Start zookeeper:
./bin/zookeeper-server-start.sh config/zookeeper.properties
$ ./bin/kafka-topics.sh --zookeeper localhost:2181 --create --replication-factor 1 --partitions 2 --topic links
$ ./bin/kafka-topics.sh --zookeeper localhost:2181 --create --replication-factor 1 --partitions 3 --topic documents
$ ./bin/kafka-topics.sh --zookeeper localhost:2181 --create --replication-factor 1 --partitions 2 --topic documents_parsed
Remove topics:
$ ./bin/kafktopics.sh --zookeeper localhost:2181 --delete --topic links
$ ./bin/kafktopics.sh --zookeeper localhost:2181 --delete --topic documents
$ ./bin/kafktopics.sh --zookeeper localhost:2181 --delete --topic documents_parsed
$ ./bin/kafka-console-producer.sh --broker-list localhost:9092 --topic links
Example:
{"location":"http://upm.es"}
- spider-downloader: Get locations from links kafka topic, download the raw html from url and send it to documents topic.

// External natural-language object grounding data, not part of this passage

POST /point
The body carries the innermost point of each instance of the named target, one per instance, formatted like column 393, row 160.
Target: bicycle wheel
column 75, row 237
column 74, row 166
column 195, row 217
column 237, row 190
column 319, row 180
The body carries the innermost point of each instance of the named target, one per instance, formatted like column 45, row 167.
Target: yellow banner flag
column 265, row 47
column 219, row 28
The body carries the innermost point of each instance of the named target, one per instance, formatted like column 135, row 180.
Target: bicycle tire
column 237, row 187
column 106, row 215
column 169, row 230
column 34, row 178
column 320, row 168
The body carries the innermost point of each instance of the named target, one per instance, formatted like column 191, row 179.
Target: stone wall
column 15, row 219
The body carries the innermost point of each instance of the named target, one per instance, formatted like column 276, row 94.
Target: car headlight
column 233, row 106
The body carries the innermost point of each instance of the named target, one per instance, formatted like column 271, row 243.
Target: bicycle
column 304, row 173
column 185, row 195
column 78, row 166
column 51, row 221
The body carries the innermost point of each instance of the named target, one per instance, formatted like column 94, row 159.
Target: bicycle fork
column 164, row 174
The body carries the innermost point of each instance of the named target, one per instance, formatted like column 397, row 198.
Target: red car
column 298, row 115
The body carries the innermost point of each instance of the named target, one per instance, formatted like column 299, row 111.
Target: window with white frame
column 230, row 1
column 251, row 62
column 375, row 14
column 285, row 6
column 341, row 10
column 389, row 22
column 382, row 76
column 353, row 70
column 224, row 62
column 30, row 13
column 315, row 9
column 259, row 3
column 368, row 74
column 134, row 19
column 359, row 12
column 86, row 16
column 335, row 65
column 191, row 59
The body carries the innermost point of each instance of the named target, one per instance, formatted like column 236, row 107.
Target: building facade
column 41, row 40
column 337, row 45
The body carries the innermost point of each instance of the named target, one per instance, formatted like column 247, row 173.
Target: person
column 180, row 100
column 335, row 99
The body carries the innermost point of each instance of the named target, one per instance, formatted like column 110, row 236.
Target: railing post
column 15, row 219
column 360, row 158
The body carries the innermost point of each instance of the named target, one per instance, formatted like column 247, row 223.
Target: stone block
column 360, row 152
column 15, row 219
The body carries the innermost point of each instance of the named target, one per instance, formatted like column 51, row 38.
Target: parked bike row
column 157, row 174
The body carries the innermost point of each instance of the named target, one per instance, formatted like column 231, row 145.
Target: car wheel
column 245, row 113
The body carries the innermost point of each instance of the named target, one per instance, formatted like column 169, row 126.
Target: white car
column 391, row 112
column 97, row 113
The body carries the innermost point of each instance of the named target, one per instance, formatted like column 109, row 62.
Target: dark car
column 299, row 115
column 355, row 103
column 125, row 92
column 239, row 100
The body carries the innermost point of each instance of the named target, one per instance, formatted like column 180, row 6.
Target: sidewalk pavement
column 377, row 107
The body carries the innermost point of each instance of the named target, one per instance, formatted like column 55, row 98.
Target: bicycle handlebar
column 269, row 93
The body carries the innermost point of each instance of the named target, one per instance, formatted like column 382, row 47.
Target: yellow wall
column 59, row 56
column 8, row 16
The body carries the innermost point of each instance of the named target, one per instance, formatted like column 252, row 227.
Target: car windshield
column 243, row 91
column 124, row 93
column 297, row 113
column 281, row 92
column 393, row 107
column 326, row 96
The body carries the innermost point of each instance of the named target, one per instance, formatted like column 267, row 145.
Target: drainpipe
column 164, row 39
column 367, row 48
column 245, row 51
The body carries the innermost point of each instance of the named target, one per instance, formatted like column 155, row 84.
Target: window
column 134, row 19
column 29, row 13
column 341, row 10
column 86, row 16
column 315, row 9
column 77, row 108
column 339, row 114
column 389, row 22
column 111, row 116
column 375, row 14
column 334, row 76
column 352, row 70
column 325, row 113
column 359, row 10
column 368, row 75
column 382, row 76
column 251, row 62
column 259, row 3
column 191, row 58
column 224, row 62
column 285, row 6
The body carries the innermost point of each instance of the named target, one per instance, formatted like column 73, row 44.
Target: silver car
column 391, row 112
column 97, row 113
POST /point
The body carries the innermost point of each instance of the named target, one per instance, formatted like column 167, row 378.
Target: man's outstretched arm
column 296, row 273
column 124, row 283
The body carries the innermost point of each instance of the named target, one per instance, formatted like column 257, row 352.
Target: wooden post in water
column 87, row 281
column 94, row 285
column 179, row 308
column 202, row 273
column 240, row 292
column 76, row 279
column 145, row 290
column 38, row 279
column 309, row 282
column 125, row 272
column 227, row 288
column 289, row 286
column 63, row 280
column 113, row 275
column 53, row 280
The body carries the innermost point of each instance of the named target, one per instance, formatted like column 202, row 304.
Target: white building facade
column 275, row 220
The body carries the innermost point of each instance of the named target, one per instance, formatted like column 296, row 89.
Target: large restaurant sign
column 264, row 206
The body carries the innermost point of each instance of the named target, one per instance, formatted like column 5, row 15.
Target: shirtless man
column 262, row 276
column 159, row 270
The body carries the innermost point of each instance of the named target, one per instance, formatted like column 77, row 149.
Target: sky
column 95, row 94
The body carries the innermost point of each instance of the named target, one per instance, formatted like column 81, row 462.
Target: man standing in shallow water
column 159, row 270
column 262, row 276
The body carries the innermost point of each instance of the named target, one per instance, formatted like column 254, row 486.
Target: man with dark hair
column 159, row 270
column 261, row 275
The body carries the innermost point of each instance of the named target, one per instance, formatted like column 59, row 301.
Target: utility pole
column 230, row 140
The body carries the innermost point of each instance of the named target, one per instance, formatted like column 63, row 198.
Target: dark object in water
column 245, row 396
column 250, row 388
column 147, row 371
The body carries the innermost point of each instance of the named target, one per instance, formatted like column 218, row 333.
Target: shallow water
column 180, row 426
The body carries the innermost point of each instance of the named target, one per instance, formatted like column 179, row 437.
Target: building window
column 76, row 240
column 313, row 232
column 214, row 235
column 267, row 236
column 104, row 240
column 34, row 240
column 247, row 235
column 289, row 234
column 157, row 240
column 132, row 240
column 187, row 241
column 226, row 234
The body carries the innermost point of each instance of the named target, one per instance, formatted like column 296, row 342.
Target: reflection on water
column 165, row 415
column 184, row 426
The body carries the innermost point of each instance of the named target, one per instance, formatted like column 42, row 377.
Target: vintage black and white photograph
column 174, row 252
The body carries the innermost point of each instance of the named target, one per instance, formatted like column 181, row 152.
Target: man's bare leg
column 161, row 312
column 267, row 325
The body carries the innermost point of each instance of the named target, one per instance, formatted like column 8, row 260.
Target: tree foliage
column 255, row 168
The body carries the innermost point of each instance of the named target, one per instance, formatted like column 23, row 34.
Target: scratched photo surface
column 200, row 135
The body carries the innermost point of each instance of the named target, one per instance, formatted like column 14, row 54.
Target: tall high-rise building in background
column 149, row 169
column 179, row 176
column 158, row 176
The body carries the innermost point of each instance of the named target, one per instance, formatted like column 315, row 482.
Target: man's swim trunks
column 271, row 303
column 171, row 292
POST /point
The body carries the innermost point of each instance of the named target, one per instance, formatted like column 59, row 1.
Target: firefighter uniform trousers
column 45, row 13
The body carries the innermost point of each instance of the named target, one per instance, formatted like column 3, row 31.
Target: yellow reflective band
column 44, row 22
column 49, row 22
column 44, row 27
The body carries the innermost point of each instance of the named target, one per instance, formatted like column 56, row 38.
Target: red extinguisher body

- spider-parser: Parse raw html from documents kafka topic, search links and produce a cooked document on document_parsed topic
- spider-repository: Save the links and relationship on neo4j graph database.
Start service: sudo service neo4j
Visualizer: http://localhost:7474/browser/
User: Neo4j Pass: password
List all nodes:
MATCH (p) RETURN p LIMIT 20
Remove all nodes:
MATCH (p) DETACH DELETE p
Create node if not exists:
MERGE (o:Page{ url: "http://test.com/" }) ON CREATE SET o = {url: "http://test.com/"} ON MATCH SET o += {url: "http://test.com/"}
Create link between two nodes if not exists:
MERGE (o:Page{ url: "http://test.com/" }) MERGE (d:Page{ url: "http://prueba.com/" }) MERGE (o)-[:LINKS]->(d)